In other places AutoSpotting panics, which has the desirable effect of informing AWS that the Lambda invocation failed. However, AutoSpotting appears to be inconsistent with this behavior since elsewhere it does not panic.
Relevant code: https://github.com/AutoSpotting/AutoSpotting/blob/9b438dc47cbfd9587b042d5b2aaac2765c28a4e0/core/main.go#L39-L44
Steps to reproduce
Remove ec2:DescribeRegions
permission.
Expected results
Error count goes up. Alarms built off error count go off.
Actual results
No errors. Alarms do not fire despite the error being in the logs.
Thanks for reporting this issue, please create a PR with a fix.
@cristim The DescribeRegions
case is easy enough to fix, since there's no reason not to exit with an error code in that case. But what about errors that aren't necessarily fatal? For example, failing to describe a cloudformation stack. Presumably, such an error is not worthy of exiting immediately, instead we should continue on.
Is there a recommended way to monitor AutoSpotting for these kinds of errors? For example, are the logs consistent enough that one can monitor for the string "Failed"?
To be honest I don't think it's critical to handle/monitor these cases, so far it was enough to assume the IAM policy is correct, people are not supposed to change it.
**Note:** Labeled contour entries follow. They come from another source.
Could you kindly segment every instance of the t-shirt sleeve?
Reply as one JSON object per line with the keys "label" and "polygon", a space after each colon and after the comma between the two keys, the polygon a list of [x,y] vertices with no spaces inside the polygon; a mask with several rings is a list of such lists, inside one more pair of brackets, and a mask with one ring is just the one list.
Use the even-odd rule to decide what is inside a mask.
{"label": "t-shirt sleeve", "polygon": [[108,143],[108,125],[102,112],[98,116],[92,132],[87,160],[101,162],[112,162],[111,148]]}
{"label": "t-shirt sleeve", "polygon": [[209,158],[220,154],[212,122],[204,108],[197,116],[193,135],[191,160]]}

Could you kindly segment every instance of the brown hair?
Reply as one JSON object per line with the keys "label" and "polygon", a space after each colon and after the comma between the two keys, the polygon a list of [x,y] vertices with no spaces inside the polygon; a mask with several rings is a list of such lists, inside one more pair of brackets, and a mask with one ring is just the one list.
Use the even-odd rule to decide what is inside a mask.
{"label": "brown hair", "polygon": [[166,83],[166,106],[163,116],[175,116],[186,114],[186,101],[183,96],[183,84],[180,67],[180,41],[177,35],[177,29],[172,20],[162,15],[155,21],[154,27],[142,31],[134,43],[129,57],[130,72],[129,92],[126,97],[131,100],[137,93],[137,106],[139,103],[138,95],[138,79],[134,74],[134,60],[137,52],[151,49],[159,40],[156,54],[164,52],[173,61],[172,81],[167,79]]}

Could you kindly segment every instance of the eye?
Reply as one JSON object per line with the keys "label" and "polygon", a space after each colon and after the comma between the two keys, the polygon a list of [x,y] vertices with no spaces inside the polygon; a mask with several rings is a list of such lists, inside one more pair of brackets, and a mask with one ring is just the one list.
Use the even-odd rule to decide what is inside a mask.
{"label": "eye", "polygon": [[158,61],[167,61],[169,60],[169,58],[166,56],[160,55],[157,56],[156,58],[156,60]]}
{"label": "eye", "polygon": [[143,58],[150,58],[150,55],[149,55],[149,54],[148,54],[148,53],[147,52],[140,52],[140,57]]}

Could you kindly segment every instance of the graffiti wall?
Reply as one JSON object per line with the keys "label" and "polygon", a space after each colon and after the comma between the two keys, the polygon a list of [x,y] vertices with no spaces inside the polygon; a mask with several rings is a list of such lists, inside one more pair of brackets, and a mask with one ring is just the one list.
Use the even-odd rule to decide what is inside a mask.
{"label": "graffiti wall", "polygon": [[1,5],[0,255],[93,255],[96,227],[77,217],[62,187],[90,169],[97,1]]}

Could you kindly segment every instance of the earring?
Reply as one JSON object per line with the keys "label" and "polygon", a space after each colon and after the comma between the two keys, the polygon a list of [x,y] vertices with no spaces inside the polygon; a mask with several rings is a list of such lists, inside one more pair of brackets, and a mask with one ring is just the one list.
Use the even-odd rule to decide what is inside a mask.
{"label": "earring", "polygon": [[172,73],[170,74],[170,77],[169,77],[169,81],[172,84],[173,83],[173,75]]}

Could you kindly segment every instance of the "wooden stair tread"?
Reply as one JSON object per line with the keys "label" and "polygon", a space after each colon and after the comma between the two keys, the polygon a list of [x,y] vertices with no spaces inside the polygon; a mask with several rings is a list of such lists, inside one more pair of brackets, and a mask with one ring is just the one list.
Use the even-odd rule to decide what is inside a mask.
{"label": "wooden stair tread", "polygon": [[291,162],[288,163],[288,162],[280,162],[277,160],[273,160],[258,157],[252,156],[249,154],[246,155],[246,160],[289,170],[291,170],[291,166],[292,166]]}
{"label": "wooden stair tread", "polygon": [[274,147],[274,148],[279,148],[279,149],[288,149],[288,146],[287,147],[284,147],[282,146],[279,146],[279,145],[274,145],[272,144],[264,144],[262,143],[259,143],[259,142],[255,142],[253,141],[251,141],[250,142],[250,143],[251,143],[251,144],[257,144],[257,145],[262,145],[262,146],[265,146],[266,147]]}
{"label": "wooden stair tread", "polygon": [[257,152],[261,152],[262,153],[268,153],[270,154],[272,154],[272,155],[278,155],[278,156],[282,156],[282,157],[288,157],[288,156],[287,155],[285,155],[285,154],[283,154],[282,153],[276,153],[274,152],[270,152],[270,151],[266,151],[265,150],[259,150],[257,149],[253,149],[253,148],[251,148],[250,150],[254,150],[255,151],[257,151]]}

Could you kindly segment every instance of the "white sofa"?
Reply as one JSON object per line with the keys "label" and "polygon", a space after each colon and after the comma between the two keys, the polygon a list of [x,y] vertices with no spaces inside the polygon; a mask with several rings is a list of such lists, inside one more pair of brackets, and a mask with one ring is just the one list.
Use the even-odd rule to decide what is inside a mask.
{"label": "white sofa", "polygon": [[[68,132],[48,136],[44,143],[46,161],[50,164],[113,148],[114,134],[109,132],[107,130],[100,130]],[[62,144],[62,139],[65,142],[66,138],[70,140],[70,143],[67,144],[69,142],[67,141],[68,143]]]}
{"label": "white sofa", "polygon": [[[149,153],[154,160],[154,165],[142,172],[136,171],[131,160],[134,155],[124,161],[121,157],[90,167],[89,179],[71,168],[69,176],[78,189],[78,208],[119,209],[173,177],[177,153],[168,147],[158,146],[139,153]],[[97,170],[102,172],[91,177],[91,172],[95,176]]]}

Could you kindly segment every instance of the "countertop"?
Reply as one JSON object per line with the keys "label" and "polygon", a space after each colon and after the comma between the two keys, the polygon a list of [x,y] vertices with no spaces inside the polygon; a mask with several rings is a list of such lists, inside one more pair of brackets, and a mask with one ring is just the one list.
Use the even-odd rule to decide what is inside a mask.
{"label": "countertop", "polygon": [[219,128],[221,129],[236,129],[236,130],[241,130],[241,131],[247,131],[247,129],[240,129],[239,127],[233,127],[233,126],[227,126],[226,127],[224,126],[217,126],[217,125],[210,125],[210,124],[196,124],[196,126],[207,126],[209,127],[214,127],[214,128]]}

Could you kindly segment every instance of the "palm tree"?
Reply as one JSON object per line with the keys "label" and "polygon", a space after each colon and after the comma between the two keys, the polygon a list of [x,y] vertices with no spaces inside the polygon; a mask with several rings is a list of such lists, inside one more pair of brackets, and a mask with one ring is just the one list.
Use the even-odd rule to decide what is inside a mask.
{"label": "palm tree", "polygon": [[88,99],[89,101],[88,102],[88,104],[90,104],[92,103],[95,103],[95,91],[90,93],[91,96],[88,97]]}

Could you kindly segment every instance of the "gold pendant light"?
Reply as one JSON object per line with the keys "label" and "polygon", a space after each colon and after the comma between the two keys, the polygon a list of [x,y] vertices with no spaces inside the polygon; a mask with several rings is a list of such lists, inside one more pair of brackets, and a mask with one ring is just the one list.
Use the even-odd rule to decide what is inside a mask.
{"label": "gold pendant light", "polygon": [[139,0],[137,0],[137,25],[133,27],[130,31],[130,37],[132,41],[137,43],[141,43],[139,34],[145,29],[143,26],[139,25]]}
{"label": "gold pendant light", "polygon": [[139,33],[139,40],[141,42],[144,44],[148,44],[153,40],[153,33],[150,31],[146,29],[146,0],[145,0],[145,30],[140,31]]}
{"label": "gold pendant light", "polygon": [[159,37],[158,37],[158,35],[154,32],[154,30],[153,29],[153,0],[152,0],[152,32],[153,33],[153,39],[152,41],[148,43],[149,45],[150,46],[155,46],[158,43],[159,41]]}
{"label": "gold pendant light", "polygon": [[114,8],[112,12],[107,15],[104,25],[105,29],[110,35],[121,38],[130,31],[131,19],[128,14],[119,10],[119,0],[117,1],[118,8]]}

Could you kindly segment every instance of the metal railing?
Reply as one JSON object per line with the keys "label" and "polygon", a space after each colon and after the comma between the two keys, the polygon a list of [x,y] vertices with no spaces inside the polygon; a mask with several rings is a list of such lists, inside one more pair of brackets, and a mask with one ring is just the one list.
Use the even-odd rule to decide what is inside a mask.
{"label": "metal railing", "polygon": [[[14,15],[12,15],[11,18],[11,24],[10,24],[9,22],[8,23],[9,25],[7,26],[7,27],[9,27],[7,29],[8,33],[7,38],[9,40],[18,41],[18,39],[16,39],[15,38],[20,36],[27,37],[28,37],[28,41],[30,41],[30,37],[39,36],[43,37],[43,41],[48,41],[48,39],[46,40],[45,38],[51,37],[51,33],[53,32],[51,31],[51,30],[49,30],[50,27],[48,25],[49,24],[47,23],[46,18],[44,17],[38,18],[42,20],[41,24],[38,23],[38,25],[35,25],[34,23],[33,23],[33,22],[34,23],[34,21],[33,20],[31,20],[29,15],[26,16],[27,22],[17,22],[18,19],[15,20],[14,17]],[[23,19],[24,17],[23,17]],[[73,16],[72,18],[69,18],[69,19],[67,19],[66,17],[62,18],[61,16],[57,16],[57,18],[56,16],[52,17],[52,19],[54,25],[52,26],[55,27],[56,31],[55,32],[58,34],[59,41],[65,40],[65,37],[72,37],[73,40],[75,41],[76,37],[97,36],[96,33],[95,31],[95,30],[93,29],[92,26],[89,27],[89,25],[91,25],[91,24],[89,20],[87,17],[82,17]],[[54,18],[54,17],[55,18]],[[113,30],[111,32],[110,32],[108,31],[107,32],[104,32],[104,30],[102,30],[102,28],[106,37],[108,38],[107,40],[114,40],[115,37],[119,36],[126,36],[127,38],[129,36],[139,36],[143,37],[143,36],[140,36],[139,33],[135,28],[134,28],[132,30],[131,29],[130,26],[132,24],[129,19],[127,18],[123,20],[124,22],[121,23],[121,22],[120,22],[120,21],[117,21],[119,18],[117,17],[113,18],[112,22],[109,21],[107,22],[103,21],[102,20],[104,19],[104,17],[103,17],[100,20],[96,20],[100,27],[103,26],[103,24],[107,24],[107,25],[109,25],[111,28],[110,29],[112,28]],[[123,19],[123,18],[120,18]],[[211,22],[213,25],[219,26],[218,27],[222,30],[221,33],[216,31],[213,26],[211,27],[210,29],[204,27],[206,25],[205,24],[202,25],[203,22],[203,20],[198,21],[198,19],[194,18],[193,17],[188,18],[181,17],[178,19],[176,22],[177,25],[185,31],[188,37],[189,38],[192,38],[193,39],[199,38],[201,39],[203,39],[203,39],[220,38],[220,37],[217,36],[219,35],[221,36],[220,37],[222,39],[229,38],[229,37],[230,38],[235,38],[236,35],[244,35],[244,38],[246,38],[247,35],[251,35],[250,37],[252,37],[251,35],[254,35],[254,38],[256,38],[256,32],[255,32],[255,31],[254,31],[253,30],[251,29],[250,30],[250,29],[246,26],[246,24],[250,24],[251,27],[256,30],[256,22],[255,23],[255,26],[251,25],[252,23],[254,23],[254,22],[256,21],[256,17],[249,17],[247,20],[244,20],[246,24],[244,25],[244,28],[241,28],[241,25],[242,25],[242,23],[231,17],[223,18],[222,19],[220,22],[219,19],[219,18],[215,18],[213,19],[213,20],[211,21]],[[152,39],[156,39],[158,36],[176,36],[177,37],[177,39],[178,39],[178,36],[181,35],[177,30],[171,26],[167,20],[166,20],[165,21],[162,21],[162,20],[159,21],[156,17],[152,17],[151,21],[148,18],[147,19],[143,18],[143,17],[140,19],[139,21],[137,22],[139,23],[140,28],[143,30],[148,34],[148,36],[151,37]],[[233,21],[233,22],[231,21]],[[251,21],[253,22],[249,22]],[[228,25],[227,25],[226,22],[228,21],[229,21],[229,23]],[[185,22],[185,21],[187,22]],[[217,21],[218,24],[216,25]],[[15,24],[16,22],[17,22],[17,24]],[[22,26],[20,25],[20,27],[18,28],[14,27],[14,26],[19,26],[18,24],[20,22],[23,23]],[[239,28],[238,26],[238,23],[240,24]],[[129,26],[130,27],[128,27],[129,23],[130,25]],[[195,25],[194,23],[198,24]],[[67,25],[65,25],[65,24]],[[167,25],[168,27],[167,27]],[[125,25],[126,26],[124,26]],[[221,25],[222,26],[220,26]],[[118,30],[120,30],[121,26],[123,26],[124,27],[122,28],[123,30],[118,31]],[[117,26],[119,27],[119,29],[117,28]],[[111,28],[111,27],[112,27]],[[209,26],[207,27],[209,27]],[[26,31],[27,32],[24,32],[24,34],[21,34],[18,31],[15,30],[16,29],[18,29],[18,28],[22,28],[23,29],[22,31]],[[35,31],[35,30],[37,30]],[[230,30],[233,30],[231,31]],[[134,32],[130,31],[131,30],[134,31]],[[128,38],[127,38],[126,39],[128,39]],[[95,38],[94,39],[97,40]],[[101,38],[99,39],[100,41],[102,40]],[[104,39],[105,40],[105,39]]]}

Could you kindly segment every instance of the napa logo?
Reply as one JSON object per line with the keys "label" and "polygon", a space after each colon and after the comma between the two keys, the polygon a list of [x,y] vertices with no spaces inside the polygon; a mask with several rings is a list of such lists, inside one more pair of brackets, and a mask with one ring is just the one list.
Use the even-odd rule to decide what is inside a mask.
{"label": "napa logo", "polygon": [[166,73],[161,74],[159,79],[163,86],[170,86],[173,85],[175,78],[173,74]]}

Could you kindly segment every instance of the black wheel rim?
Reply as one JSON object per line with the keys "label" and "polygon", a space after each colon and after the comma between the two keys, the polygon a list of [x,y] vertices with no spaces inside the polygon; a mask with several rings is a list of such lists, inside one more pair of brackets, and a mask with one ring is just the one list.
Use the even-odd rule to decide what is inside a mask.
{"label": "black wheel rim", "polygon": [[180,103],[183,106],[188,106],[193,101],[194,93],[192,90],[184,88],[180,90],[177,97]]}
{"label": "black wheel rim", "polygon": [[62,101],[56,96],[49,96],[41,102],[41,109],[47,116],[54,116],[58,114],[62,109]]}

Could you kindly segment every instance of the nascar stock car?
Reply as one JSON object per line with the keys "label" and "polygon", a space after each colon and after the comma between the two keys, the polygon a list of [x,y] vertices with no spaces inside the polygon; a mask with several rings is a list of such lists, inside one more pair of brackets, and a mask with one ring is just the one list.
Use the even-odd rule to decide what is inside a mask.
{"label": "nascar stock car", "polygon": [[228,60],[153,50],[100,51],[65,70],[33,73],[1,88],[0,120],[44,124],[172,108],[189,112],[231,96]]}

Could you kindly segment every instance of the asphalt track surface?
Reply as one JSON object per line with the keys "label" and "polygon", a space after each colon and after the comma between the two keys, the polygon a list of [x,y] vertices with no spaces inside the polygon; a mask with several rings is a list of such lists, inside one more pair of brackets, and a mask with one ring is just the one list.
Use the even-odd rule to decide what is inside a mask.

But if you strongly believe it should be handled differently feel free to send a PR and I'll gladly accept it.
But I would like to learn more about your use case for these requirements.
But I would like to learn more about your use case for these requirements.
I'm setting up AutoSpotting in a multi-tenant environment where I don't want misconfiguration errors, e.g. the wrong TAG_FILTERS
, to mess with other ASGs. So I'm limiting the IAM permissions to specific resources. This means I have to use a custom CloudFormation stack, which means I may get things wrong 😉.
so far it was enough to assume the IAM policy is correct
Authorization errors are just one example. AutoSpotting could also run into rate limiting errors, AWS service limits, etc. I think those are worth monitoring, no?
I see, good luck with that project sounds like fun!
In a previous setup we used to monitor all these using a custom Splunk search executed over the CloudTrail logs. But AutoSpotting was always executed with the upstream permissions.
Once you're done I'd love if you could share how you did this, it might be useful for other folks as well.
hi @gabegorelick,
I'll close this for now but I'd love to have a chat in more detail about your use case of using AutoSpotting in such a multi-tenant setup.